Kinetic interaction study of AuNP with IgG subclasses
The study of the interaction between the AuNP reagents and IgG subclasses from bovine, human and murine was conducted using the following materials: Bovine IgG1 (pep003, Bio-Rad, 1 mg/mL); bovine IgG2 (pep004, Bio-Rad, 1 mg/mL); human IgG1 (ab90283, Abcam, 3 mg/mL); human IgG2 (ab90284, Abcam, 2.2 mg/mL); human IgG3 (ab118462, Abcam, 2.2 mg/mL); human IgG4 (ab183266, Abcam, 1.5 mg/mL); mouse IgG1 (02-6100, Thermofisher, 1 mg/mL); mouse IgG2a (02-6200, Thermofisher, 1 mg/mL); mouse IgG2b (02-6300, Thermofisher, 1 mg/mL); mouse IgG3 (IMG5119A, Novus Biological, 0.5 mg/mL).
The kinetic study was conducted using a LaMotte model 3250 colorimeter. To an optical cuvette, 100 µL AuNP reagent from the D2Dx immunity test kit (D2Dx-hu-500) was added.
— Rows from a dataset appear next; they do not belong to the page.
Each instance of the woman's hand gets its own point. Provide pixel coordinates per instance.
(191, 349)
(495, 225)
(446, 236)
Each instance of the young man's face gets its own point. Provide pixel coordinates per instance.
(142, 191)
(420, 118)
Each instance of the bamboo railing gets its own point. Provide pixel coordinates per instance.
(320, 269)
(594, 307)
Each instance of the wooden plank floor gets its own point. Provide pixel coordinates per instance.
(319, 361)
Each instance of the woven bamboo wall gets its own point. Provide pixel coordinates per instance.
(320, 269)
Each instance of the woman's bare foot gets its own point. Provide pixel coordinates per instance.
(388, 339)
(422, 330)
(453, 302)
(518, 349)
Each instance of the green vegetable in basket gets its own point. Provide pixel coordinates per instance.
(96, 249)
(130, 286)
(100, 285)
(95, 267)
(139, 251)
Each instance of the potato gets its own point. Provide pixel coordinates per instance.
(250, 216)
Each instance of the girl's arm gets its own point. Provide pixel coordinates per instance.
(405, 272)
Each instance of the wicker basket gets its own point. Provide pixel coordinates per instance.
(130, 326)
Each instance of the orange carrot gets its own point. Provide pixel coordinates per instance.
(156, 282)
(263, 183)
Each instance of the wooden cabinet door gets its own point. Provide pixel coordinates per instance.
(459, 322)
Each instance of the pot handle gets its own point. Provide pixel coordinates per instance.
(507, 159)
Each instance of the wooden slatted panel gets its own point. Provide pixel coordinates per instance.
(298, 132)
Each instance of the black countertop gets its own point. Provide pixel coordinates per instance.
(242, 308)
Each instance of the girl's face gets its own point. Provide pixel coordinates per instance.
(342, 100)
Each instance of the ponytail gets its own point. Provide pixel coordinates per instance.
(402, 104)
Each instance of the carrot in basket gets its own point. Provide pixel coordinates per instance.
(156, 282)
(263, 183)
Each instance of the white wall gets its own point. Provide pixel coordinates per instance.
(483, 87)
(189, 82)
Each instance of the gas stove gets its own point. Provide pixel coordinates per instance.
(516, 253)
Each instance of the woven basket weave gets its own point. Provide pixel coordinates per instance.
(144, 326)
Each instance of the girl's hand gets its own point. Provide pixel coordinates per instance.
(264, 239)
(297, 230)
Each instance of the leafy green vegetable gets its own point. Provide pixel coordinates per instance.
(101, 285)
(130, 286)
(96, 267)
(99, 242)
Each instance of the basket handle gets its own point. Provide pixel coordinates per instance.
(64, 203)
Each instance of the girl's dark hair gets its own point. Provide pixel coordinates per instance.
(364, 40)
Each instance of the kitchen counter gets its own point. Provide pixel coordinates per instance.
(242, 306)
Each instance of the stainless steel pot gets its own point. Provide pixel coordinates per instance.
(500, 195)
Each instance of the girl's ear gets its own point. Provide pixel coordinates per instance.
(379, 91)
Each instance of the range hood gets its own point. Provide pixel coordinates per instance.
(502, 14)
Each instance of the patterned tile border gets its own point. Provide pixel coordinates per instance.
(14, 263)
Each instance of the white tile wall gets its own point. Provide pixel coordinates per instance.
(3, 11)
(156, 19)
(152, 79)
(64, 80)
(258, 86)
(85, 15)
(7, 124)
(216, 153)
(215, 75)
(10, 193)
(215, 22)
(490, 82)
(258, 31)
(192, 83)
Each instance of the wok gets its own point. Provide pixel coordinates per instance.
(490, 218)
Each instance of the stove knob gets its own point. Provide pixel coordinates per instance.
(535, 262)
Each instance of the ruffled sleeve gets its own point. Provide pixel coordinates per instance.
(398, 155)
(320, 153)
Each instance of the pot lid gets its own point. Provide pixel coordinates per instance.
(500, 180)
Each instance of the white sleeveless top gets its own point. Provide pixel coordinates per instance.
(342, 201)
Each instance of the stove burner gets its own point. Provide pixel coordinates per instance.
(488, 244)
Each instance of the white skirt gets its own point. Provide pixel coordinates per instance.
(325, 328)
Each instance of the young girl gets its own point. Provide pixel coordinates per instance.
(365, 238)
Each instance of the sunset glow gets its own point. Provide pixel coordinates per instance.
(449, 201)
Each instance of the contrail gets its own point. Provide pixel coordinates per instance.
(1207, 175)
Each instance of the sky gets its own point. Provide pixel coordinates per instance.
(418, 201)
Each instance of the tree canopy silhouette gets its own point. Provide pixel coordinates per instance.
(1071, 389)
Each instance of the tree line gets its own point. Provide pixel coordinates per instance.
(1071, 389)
Then 10 µL of the IgG subclass protein solution was added. Following mixing for 5 s using a mini vortex mixer, the cuvette was placed in the colorimeter, and the absorbance change of the assay solution was recorded every 30 s for a total reaction time of 3 min.
SARS-CoV-2 specific antibody measurements
An enzyme-linked immunosorbent assay (ELISA) was used to detect SARS-CoV-2 specific IgG and IgM antibodies in plasma samples from patients (positive by PCR test with nasopharyngeal samples) and from donors with or without symptoms, who were tested positive or negative by PCR. Qualitative serology ELISA kits from Creative Diagnostics (Shirley, NY, USA) were used to measure anti-SARS-CoV-2 IgG (product # DEIASL019) and IgM (product # DEIASL020) levels in plasma samples. Briefly, 100 μL of negative and positive control were added to the positive and negative control wells without dilution. Ten microliters (10 μL) of plasma samples were added to the wells containing 100 µL of dilution buffer, mixed thoroughly, sealed with cover film, and incubated at 37 °C for 30 min. The plate was washed five times using 300 µL of 1 × diluted wash buffer. After completing all the assay steps according to the product instructions, the absorbance of the assay solutions at 450 nm was measured using a plate reader (Synergy H1 Hybrid Reader, BioTek, USA). An OD value of ≥ 0.50 for the positive control and ≤ 0.10 for the negative control sample were obtained, confirming the validity of the assay, per product instruction. The following cutoff values, as provided in the product manual, were used for results interpretation: < 0.3, negative; ≥ 0.3 to < 0.5, intermediate; ≥ 0.50, positive.
Statistical analysis
Statistical differences of test results between different cohorts were analyzed using student t test, two-sample assuming unequal variances. P values < 0.05 were considered as significant difference. The numbers of asterisks indicate significance levels of P values, for example, the symbols of *, **, ***, and **** represent P values of ≤ 0.05, ≤ 0.01, ≤ 0.001, and ≤ 0.0001, respectively. If there is no significant difference (P > 0.05) between the groups, the results are presented as “ns”, namely, not significant.
Spearman’s rank-order correlation was used to analyze the correlation between the D2Dx immunity test scores of COVID-19 patients in the severe symptom cohort and the days from symptom onset to blood draw. The strength of the correlation was interpreted according to the scale suggest by Akoglu47: correlation coefficient 1—perfect; 0.7–0.9—strong positive correlation; 0.4–0.6—moderate positive correlation; 0.1–0.3—weak positive correlation; and 0—zero correlation. Both student t test and Spearman’s rank-order correlation was conducted using the data analysis function in Microsoft Office 2010 Excel software.